Stop driving or even starting the engine of your car until you do so.
Once you change the brushes see if anything is acting up.
At last have someone read your codes and see what shows up just to make sure all is good.
 
I have a PSA code reader (Actia). I can read the codes if there is any.
Great! Even more money and hassle saved.
There's a high chance you'll be perfectly fine after just changing the brushes but I'd still read the codes for the peace of mind. Even if there's a problem pinpointing it pre-disassembly saves time and money.
 
Thanks for giving me hope!
I hope I won't have to replace the entire engine for a faulty voltage regulator.
 
Today, I disconnected the alternator and took my car for a spin with the battery alone. To my surprise, everything was fine and there was no fast idle. The engine performance was perfect!

Tonight, I worked hard for 3 hours to be able to remove that hateful voltage regulator that caused problems.
I managed to remove it with the alternator in its place but I had to open the oil filter to get access to the back side of the alternator. It was really hard! I removed the air intake, throttle body, intake manifold and fuel rail!
Now I want to discard the faulty voltage regulator and use my car's original regulator but with new brushes and see what happens.
 
I removed the faulty voltage regulator and found someone who changed the brushes of my original voltage regulator.

This is my original voltage regulator:

1.webp




The new brushes installed on it:

2.webp



I fitted my voltage regulator with new brushes on the car and put everything back into place (Intake manifold, throttle body, fuel rail, etc)

I was ready to start the car with new brushes!

I started the engine but the battery seemed to be weak and didn't have enough juice to turn the starter motor but the engine started up. The battery warning light was still on and I checked the battery voltage with the engine running and it was 9.1 Volts! So, the alternator wouldn't charge the battery!

I turned off the engine and decided to jump start it. I used my father's car for this purpose.
I jump started my car and let it idle for 2 minutes (With my father's car engine off). The voltage was increased from 9.1V to about 12V but reduced gradually to about 11.89V. Then I revved the engine a bit and let off the throttle. About 1 minute later, voltage increased to 14.3V! The alternator started working and was charging the battery! The battery warning light disappeared!

I took the car for a spin to see what will happen. Everything was fine and the engine behavior was perfectly normal. After about 30 minutes of driving, I pulled over to check the voltage and it was still 14.3V! I revved the engine to make sure the voltage regulator is working properly and the voltage didn't go higher than 14.3V regardless of RPM! It prevented over-charging!

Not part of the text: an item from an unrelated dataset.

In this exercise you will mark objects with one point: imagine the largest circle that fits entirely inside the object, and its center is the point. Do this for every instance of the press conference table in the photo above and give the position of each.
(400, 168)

It seemed the voltage regulator was doing its job!

I came back home and hooked up my PSA ACTIA code reader to check if there were any faults and there were no faults found:

No-Faults-Found.webp



What do you think now?
Why the alternator didn't work during the first two or three minutes?
Do you think the problem was solved?

I turned off and on the engine several times to make sure the alternator is working and the voltage was 14.3V, no problem.